The second driver is currency. For years Zimbabwe has battled hyperinflation and a collapsing local unit, which is why fuel is quoted and increasingly transacted in US dollars. Pricing in USD shields the fuel trade from the swings of the Zimbabwe dollar, but it also means the country imports fuel using scarce foreign currency. When hard currency is tight, importers pass the cost and the risk straight on to motorists. The ZWL price of 53.12 per litre is essentially a moving translation of the dollar price rather than an independent number.

Third comes taxation. Like most governments, Zimbabwe layers duties and levies onto imported fuel, and these excise charges form a substantial slice of the retail total. Unlike major oil exporters that can afford to subsidise consumption, Zimbabwe has limited fiscal room to soften prices, so subsidies are minimal and largely absent at the pump.

How Zimbabwe compares internationally

Fuel pricing tells a story about a country's resources and policy choices. Heavily taxed European markets such as Belgium and Latvia reach high prices through deliberate environmental and revenue policy, while a centrally controlled economy like Cuba shows how state pricing and shortages distort the market in a different way. A mid-table economy such as Slovakia illustrates the EU norm. Zimbabwe lands in expensive territory not by taxing affluence but because import dependence, transport friction, and currency stress all push the same direction. You can compare any of these against the full world fuel prices table.

What the trend looks like

With no detailed historical low-and-high range published in the current dataset, the most honest read is that Zimbabwe's pump prices track global crude movements and the availability of US dollars more than any domestic supply story. When international oil rises or foreign currency becomes scarcer, prices climb quickly; when both ease, relief tends to be modest because the underlying import and logistics costs remain fixed. Petrol and diesel sitting almost level, at $1.98 and $1.99 respectively, is typical of an import-led market where freight and duty dominate over the small refining-margin gap that separates the two fuels elsewhere.

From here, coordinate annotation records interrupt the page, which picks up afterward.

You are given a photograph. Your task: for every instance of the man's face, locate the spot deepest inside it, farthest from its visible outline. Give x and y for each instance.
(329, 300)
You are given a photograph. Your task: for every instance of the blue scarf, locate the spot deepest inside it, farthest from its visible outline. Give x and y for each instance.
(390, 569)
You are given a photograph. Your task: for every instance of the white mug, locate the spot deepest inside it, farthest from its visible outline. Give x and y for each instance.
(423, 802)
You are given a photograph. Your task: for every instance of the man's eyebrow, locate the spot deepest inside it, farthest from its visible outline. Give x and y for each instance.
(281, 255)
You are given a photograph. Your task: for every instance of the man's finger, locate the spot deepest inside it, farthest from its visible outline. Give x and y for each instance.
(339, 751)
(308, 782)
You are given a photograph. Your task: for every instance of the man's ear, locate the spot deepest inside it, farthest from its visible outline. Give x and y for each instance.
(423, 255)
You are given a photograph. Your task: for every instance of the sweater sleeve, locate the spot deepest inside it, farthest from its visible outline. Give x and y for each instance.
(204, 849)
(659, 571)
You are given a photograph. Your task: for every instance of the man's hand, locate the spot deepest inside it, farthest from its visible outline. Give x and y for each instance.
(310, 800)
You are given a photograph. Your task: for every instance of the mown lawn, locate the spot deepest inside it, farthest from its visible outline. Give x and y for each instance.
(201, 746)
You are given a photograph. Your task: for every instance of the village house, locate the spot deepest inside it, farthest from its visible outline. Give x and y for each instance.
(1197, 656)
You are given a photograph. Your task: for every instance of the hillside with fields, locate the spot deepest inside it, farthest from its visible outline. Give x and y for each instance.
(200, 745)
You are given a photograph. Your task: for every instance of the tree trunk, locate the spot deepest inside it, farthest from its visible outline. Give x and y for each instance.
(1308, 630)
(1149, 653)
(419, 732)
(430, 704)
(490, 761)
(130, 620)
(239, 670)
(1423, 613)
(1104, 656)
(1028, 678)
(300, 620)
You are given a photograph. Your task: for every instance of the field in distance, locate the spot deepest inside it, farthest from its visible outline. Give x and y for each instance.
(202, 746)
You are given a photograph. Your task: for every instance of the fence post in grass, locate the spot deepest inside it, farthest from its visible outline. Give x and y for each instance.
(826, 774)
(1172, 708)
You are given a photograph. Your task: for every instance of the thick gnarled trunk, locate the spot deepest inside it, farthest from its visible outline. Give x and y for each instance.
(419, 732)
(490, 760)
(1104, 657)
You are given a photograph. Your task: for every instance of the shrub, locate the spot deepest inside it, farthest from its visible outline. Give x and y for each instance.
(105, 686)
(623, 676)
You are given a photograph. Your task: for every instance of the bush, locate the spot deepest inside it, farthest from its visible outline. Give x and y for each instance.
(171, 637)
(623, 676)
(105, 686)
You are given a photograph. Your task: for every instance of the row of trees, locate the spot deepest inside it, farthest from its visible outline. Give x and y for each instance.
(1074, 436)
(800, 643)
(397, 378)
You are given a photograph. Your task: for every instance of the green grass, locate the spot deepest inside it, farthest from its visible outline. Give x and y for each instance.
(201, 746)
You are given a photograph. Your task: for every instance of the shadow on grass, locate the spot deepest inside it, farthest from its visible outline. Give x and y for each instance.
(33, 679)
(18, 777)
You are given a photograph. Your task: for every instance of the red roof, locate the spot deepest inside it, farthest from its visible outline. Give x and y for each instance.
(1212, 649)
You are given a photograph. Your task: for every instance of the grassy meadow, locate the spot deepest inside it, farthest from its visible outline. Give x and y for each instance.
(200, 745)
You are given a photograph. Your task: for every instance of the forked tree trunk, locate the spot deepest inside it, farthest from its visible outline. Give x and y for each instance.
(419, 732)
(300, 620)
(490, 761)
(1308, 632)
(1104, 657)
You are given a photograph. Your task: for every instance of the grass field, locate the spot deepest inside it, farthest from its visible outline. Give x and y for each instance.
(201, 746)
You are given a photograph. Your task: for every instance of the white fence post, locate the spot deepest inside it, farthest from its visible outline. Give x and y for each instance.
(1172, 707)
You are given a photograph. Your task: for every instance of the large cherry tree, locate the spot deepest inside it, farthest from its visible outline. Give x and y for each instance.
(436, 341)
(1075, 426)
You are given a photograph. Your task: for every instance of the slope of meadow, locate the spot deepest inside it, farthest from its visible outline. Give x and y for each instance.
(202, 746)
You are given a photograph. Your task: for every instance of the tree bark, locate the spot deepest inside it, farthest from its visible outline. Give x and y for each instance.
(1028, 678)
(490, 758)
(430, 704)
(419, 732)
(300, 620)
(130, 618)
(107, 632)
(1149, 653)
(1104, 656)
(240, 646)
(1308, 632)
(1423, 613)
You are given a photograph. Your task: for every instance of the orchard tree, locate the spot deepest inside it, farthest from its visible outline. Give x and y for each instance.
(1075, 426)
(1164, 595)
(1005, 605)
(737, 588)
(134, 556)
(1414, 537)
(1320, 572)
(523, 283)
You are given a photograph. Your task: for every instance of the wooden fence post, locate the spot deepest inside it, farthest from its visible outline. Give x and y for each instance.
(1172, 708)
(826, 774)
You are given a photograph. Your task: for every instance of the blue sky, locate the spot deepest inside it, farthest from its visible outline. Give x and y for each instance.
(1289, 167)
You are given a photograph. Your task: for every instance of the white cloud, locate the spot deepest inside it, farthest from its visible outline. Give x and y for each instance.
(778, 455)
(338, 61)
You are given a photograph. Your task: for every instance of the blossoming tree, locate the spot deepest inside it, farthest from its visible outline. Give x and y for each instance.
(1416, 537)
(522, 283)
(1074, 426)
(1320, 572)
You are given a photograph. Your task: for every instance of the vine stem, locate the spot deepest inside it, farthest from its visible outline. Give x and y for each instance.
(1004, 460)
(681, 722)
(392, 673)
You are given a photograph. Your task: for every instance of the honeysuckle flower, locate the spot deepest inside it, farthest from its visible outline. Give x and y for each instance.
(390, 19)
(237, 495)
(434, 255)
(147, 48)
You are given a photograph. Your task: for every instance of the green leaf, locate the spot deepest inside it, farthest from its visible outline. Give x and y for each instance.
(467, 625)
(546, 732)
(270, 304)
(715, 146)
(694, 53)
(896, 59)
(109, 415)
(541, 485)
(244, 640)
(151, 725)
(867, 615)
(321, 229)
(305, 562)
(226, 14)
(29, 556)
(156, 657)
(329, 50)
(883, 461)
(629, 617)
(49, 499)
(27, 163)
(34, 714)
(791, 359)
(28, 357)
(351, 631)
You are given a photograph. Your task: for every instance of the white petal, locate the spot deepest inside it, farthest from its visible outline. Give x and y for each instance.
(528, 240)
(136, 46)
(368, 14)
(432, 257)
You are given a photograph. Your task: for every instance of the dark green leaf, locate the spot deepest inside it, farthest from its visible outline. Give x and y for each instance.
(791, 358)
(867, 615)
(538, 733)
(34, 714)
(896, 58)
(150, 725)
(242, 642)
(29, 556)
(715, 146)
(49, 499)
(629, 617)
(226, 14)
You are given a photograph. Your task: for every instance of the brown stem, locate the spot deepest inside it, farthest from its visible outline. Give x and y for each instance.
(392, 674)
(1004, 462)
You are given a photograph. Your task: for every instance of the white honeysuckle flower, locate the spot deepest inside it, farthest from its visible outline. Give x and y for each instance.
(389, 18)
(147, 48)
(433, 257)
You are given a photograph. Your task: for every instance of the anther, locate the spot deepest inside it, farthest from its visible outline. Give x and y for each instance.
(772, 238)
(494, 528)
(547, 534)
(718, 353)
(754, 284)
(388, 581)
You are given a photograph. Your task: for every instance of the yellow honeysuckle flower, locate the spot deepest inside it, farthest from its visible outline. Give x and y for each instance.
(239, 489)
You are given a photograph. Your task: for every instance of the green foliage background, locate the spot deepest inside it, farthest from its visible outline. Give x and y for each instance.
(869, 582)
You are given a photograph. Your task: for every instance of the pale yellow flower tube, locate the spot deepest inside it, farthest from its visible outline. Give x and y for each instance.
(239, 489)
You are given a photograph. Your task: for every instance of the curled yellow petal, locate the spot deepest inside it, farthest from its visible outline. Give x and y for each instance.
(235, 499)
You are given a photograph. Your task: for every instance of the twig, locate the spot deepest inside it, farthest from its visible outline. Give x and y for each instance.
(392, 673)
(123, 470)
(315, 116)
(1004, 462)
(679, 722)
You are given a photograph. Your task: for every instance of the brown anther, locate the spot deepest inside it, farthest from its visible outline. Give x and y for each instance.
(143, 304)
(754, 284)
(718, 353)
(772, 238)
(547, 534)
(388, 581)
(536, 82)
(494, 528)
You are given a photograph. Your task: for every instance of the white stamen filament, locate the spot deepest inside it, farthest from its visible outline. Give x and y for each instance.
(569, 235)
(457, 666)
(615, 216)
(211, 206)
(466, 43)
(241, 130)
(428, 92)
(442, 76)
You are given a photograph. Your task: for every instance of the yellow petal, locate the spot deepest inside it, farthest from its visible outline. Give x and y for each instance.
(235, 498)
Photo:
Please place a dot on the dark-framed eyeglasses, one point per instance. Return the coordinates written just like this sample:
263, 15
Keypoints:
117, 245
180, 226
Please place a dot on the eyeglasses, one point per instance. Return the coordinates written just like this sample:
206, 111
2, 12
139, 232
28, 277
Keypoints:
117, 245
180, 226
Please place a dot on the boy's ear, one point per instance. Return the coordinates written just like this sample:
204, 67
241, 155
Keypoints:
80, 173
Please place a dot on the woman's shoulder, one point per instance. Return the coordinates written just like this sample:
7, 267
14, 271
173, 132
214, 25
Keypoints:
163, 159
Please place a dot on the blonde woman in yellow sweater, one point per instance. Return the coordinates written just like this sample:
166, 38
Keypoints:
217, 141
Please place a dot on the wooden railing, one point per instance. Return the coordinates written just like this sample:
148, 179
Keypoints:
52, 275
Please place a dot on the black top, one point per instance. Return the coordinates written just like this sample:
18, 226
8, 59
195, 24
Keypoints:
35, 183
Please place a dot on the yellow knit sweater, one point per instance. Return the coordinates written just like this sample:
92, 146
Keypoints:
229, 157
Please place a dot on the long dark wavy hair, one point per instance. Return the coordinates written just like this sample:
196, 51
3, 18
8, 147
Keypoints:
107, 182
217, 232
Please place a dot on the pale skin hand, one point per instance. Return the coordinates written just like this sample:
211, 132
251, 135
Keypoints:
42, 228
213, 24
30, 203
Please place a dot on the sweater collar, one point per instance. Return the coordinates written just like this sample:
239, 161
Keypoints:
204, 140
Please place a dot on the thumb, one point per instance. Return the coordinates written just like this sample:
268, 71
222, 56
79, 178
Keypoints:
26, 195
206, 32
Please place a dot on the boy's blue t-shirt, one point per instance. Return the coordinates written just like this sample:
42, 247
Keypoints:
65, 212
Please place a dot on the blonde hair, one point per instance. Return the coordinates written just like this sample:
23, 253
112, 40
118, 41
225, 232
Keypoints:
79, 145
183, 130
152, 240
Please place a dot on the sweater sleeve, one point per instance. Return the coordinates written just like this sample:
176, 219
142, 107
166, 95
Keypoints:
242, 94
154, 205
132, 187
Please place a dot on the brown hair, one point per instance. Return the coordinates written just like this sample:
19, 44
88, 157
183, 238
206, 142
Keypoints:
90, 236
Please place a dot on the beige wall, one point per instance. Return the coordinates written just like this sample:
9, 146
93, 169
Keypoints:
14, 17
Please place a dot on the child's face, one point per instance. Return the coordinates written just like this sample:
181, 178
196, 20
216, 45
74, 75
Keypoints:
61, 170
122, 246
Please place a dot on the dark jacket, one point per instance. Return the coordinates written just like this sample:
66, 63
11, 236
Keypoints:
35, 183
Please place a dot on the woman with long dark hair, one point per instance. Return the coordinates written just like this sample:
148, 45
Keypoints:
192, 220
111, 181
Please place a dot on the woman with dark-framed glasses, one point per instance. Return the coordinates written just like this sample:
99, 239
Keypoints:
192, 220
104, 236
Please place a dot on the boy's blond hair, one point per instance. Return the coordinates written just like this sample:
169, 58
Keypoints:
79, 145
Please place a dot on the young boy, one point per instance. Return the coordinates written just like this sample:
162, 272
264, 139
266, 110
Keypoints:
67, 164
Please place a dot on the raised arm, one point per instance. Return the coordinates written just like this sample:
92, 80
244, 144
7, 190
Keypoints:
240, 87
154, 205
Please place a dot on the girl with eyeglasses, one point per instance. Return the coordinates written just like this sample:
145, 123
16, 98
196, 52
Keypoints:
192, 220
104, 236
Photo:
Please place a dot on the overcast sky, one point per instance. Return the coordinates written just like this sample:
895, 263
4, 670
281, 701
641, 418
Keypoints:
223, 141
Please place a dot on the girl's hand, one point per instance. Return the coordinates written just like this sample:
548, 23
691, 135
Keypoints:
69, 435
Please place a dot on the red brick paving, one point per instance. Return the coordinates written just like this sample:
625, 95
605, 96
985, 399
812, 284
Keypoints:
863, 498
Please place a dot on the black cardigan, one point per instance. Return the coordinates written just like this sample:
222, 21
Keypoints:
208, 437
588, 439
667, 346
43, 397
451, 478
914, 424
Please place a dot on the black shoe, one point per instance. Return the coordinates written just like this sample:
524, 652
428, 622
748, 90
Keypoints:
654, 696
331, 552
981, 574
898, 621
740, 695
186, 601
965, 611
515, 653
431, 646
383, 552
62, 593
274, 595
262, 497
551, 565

Zimbabwe fuel prices trends — illustration

FAQ

Why is fuel priced in US dollars in Zimbabwe?

Years of hyperinflation eroded confidence in the Zimbabwe dollar, so fuel is quoted and widely paid for in US dollars to keep pricing stable. The local ZWL figure of about 53.12 per litre is effectively a daily conversion of the underlying USD price rather than an independent rate.

How much does a gallon of petrol cost in Zimbabwe?

At roughly $1.98 per litre, a US gallon works out to about $7.50. That is well above the global average litre price of $1.484, placing Zimbabwe 143rd out of 170 countries for affordability.

Does Zimbabwe produce its own oil?

No. Zimbabwe has no significant crude production and is a net importer of refined petrol and diesel. Being landlocked, it relies on fuel trucked and piped in through neighbouring countries, which adds logistics costs to every litre sold.